Head of Russian election watchdog detained

December 3, 2011 - 4:30 AM
Russia Golos

Gregory Melkonyants, leading activist of Golos, respected independent watchdog, center, sits in a court, surrounded by unidentified lawyers in Moscow, Russia, Friday, Dec. 2, 2011. Golos directors were called to court Friday to answer accusations that the organization has violated election law.Russian prosecutors on Thursday launched a probe against the country's main independent election watchdog on suspicion of election law violations _ just three days before the national parliamentary vote. (AP Photo/Misha Japaridze)

MOSCOW (AP) — The leader of Russia's only independent election monitor was detained at a Moscow airport for 12 hours, a colleague said Saturday, the latest government pressure on the group ahead of Sunday's parliamentary vote.

Golos has documented thousands of election law violations during the latest campaign — most of them linked to the United Russia party, which dominates the Kremlin and supports Russian leader Vladimir Putin.

United Russia dominates Russia's political life and has received overwhelmingly favorable coverage during the campaign, mostly from Kremlin-controlled national television.
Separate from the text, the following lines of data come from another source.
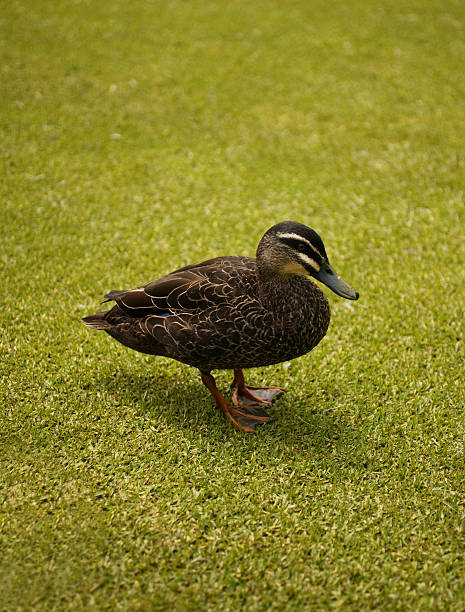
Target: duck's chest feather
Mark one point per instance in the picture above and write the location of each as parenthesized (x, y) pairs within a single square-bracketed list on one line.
[(258, 326)]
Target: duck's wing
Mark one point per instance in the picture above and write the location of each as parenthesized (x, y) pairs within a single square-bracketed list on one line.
[(190, 289)]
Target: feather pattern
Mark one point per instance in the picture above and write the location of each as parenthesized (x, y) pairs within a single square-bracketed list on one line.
[(220, 314)]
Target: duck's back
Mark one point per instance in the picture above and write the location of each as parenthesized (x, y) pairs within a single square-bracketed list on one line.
[(219, 314)]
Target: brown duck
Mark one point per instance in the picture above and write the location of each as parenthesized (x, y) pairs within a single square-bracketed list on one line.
[(233, 313)]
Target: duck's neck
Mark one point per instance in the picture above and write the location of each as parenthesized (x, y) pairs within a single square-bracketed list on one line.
[(273, 286)]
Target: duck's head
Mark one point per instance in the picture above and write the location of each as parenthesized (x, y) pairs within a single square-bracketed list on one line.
[(292, 248)]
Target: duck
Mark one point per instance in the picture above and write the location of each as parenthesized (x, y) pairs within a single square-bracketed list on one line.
[(233, 313)]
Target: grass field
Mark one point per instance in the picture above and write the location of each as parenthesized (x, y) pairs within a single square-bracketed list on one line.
[(141, 136)]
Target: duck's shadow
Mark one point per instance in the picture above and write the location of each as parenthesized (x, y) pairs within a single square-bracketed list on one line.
[(181, 401)]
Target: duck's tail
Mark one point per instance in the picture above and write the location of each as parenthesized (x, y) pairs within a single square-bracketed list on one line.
[(97, 321)]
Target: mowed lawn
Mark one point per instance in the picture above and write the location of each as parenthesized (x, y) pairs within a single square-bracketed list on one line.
[(138, 137)]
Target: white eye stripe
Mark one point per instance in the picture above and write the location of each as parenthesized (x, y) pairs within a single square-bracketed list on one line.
[(302, 239), (309, 261)]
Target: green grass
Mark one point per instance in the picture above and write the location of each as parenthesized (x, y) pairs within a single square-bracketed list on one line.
[(141, 136)]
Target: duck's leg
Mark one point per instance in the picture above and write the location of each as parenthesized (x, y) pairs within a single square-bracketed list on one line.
[(244, 418), (257, 395)]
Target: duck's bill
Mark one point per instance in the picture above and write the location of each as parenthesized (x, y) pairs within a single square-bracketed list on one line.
[(327, 276)]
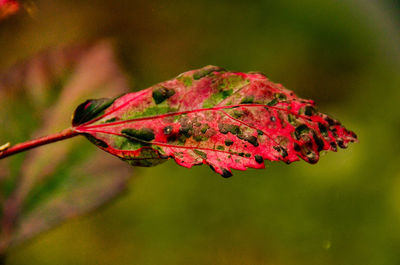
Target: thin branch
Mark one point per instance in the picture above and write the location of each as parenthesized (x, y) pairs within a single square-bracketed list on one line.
[(65, 134)]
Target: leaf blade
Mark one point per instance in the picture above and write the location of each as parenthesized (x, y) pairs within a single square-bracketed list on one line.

But the party is increasingly disliked, seen as representing a corrupt bureaucracy and often called "the party of crooks and thieves."

Golos leader Lilya Shibanova was held at Moscow's Sheremetyevo airport after refusing to give her laptop to security officers late Friday, the group's deputy director Grigory Melkonyants said. She was released after giving up the computer, he said.

"The detention was politically motivated," Melkonyants told The Associated Press.

The detention follows a decision Friday by a Moscow district court to fine Golos $1,000 for violating a law forbidding the publication of public opinion research within five days of an election.

The group has come under growing pressure since Sunday, when Putin accused Western governments of trying to influence the election through their funding of unidentified Russian non-governmental organizations. Golos, whose name means "vote," is supported by grants from the United States and Europe.

The group's staffers all over Russia "face threats and psychological pressure," Melkonyants said.

Kremlin-controlled NTV television showed a half-hour program on Friday evening that attacked Golos directly. The program included shots of suitcases full of U.S. dollars and claimed that Golos was openly supporting opposition parties and trying to discredit the elections.

The Kremlin is determined to see United Russia maintain its majority in parliament. President Dmitry Medvedev and Putin, who serves as prime minister, both made final appeals for the party on Friday, warning that a parliament made up of diverse political camps would be incapable of making decisions.

Putin needs the party to do well in the parliamentary election to pave the way for his return to the presidency in a vote now three months away.